Rogers Sugar (RSI) Q2 2026 earnings summary
Event summary combining transcript, slides, and related documents.
Q2 2026 earnings summary
11 May, 2026Executive summary
Delivered strong financial performance in Q2 2026, with adjusted net income up 15% year-over-year to nearly CAD 19 million and consolidated Adjusted EBITDA up 10% to CAD 38 million, driven by the Sugar segment despite lower volumes and revenues.
Maple segment Adjusted EBITDA was just under CAD 5 million, down CAD 2 million year-over-year, mainly due to higher production costs and product mix.

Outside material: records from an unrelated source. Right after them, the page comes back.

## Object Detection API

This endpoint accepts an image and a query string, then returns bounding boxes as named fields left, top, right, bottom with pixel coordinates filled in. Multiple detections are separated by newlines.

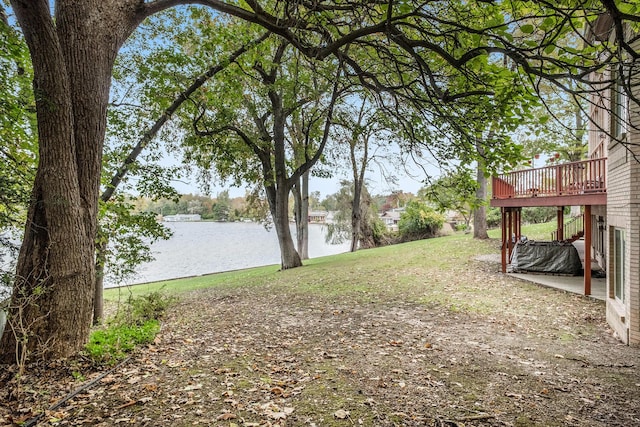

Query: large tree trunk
left=299, top=171, right=309, bottom=260
left=349, top=126, right=368, bottom=252
left=351, top=181, right=362, bottom=252
left=0, top=0, right=138, bottom=362
left=293, top=172, right=310, bottom=260
left=266, top=185, right=302, bottom=270
left=265, top=95, right=302, bottom=270
left=473, top=139, right=489, bottom=240
left=473, top=168, right=489, bottom=239
left=93, top=235, right=107, bottom=325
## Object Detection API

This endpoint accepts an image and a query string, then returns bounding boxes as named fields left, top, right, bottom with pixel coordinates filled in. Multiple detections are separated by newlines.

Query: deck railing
left=551, top=214, right=584, bottom=242
left=492, top=158, right=607, bottom=200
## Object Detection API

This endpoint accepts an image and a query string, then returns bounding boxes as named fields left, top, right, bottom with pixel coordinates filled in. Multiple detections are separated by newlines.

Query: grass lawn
left=47, top=223, right=636, bottom=427
left=104, top=221, right=557, bottom=305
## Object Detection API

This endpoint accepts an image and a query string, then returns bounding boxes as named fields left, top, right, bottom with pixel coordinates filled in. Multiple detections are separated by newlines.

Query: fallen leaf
left=183, top=384, right=203, bottom=391
left=216, top=413, right=237, bottom=421
left=267, top=411, right=287, bottom=420
left=144, top=383, right=158, bottom=392
left=334, top=409, right=350, bottom=419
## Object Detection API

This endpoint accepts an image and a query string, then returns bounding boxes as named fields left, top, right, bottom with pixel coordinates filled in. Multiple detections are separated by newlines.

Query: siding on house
left=602, top=34, right=640, bottom=344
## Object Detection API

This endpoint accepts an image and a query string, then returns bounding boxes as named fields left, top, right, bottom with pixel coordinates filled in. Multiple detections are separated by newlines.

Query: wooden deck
left=491, top=158, right=607, bottom=207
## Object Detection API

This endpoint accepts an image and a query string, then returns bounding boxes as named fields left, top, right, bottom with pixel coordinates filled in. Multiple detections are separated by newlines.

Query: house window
left=613, top=228, right=626, bottom=301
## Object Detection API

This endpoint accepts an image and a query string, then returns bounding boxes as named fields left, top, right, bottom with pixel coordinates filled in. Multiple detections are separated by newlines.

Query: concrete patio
left=508, top=271, right=606, bottom=301
left=507, top=239, right=606, bottom=301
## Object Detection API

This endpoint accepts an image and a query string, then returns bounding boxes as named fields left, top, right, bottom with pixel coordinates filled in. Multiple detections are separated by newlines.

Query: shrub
left=398, top=200, right=445, bottom=239
left=487, top=207, right=502, bottom=228
left=522, top=206, right=558, bottom=224
left=123, top=291, right=175, bottom=325
left=370, top=216, right=389, bottom=245
left=85, top=291, right=174, bottom=364
left=85, top=319, right=160, bottom=363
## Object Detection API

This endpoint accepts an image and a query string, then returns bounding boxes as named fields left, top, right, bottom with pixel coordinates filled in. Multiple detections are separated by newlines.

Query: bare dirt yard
left=1, top=236, right=639, bottom=426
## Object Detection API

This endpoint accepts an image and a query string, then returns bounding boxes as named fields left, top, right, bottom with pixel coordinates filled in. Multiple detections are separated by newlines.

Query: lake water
left=119, top=221, right=350, bottom=285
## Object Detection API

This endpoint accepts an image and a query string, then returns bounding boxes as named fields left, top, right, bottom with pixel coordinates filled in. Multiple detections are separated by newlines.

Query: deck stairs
left=551, top=214, right=584, bottom=243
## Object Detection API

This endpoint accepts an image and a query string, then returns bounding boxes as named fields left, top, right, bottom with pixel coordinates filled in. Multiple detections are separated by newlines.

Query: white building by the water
left=163, top=214, right=202, bottom=222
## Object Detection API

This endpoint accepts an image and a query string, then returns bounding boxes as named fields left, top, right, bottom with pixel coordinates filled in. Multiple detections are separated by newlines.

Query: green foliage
left=139, top=192, right=251, bottom=222
left=398, top=200, right=445, bottom=238
left=486, top=207, right=502, bottom=229
left=121, top=291, right=175, bottom=326
left=0, top=14, right=36, bottom=230
left=323, top=181, right=357, bottom=245
left=370, top=216, right=389, bottom=245
left=484, top=207, right=562, bottom=229
left=522, top=207, right=562, bottom=225
left=85, top=291, right=174, bottom=364
left=514, top=80, right=588, bottom=164
left=85, top=320, right=159, bottom=364
left=323, top=180, right=384, bottom=248
left=421, top=169, right=478, bottom=227
left=99, top=196, right=173, bottom=285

Strategic focus remains on margin and execution rather than volume, with a philosophy of consistent, sustainable profitability.
Maintained a consistent quarterly dividend of 9 cents per share, reflecting ongoing free cash flow generation and a healthy balance sheet.

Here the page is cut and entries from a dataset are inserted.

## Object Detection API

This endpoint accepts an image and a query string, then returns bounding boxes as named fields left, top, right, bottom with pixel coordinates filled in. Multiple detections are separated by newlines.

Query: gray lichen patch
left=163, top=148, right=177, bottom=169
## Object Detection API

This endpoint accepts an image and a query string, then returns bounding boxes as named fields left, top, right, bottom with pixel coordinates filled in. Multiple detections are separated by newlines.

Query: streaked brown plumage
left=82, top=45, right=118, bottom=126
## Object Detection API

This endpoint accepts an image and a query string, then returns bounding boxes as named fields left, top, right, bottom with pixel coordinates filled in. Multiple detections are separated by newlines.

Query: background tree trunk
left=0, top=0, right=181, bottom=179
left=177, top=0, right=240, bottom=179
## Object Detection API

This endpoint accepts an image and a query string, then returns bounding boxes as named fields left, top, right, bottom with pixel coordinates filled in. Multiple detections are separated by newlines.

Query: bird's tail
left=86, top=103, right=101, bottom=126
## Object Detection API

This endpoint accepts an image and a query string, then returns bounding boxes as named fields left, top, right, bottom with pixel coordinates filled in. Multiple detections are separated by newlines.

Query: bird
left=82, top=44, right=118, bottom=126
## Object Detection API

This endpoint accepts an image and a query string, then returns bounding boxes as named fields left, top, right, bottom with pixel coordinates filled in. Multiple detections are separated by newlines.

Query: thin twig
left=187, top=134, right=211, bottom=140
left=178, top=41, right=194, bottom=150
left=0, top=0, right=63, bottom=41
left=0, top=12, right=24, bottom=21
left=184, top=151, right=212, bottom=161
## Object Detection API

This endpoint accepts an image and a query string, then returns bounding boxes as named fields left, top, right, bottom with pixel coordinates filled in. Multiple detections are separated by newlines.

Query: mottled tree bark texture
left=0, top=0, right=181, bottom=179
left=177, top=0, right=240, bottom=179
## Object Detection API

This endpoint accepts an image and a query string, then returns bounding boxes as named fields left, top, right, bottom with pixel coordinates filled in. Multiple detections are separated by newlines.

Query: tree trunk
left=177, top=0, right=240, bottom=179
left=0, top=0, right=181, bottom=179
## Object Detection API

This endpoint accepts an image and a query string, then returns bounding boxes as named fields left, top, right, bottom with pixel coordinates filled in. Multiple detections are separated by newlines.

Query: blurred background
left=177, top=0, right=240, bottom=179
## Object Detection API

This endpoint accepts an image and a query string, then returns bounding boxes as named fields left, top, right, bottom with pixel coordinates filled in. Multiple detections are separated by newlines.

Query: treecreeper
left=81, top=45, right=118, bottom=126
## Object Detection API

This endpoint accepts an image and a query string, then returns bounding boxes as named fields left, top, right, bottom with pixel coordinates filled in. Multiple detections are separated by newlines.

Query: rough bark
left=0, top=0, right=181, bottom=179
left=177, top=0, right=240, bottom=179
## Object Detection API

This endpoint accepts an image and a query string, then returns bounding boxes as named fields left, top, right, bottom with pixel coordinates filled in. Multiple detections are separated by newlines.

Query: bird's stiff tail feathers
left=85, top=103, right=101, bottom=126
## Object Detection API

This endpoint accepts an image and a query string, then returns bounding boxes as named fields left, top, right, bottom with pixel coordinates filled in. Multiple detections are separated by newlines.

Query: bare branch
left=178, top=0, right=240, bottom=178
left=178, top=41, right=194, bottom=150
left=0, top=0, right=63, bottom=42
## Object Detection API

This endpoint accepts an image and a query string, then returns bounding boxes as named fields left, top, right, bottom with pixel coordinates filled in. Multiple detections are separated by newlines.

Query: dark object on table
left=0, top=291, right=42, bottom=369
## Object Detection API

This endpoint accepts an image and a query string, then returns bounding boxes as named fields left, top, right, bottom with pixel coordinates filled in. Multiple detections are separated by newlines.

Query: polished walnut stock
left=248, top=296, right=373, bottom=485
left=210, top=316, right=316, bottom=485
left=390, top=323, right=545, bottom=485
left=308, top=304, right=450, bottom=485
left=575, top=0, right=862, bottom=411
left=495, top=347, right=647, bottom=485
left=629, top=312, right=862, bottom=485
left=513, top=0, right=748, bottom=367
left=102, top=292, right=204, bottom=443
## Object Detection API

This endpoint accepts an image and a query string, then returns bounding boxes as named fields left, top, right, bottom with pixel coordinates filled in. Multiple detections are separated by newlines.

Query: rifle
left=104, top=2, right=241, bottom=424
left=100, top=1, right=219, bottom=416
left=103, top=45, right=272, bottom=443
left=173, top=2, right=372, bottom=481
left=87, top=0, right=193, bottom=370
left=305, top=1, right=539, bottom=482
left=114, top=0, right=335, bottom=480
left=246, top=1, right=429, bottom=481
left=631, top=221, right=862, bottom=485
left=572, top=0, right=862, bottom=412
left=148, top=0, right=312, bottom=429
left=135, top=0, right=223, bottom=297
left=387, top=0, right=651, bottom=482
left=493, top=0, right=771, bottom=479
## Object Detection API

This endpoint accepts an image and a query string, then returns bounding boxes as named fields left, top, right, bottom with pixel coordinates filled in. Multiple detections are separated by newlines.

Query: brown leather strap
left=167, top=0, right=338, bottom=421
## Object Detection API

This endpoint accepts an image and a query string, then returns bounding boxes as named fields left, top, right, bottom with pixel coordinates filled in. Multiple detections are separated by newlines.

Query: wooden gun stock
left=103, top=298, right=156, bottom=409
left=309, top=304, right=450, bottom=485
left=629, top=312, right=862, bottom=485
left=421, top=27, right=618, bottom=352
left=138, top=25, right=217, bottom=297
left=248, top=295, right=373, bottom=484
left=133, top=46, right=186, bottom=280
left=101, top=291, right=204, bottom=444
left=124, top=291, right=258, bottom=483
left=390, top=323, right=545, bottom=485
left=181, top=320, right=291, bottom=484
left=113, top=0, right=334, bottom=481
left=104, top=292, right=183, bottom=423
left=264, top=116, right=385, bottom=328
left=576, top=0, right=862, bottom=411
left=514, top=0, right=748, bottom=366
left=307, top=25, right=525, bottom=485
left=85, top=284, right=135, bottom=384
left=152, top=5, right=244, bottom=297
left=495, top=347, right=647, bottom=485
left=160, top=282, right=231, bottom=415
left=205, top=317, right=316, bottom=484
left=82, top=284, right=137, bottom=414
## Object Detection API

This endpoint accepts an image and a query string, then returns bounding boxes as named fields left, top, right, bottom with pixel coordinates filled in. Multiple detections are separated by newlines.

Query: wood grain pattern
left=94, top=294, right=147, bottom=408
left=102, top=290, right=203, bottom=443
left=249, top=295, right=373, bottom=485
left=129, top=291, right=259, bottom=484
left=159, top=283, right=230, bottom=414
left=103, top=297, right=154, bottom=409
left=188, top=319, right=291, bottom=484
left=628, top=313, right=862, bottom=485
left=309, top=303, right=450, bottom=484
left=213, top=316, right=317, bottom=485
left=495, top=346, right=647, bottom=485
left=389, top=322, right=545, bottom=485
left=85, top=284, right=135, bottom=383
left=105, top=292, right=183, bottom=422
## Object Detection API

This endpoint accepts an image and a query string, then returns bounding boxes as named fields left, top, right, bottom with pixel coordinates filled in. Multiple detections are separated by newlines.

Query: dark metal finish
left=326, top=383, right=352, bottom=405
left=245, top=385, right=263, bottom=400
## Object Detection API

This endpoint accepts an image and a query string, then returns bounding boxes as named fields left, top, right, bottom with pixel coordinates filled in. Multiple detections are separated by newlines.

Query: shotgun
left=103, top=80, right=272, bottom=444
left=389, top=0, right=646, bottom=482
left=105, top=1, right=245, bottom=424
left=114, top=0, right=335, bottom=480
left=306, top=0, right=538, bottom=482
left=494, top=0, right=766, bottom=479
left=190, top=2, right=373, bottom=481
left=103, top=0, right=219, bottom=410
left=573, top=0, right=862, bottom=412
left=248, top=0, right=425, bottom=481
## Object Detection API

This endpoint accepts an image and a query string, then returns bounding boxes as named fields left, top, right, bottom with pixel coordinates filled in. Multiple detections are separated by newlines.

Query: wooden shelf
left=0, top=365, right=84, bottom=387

Continued progress on the LEAP Project to expand production capacity, with completion targeted for the first half of 2027 and $178.2 million capitalized to date.
Financial highlights
Adjusted net earnings for Q2 were CAD 19 million (CAD 0.14/share), up from CAD 16 million (CAD 0.13/share) last year; adjusted net earnings per share grew by 8%.
First six months adjusted net earnings were CAD 43 million (CAD 0.34/share), up 22% year-over-year.
Revenues for Q2 were CAD 281 million, down from CAD 338 million last year, mainly due to lower Raw #11 prices and reduced sugar export volumes.
Consolidated adjusted gross margin increased by 14% to $54 million compared to the same quarter last year.
Free cash flow for the trailing 12 months was about CAD 93 million, up 11% year-over-year.
Outlook and guidance
Revised sugar volume forecast for fiscal 2026 to 735,000 metric tons, a 6% reduction from 2025, mainly due to lower export sales.
Domestic sugar business remains healthy with stable margins expected.
Maple volume forecast for 2026 is 56 million pounds, up 5% year-over-year, with sufficient supply secured.
Capital spending for 2026 (excluding LEAP) expected at CAD 27 million; LEAP project spending anticipated at CAD 115 million.
Second half of 2026 expected to align closely with first half performance, with stable profitability.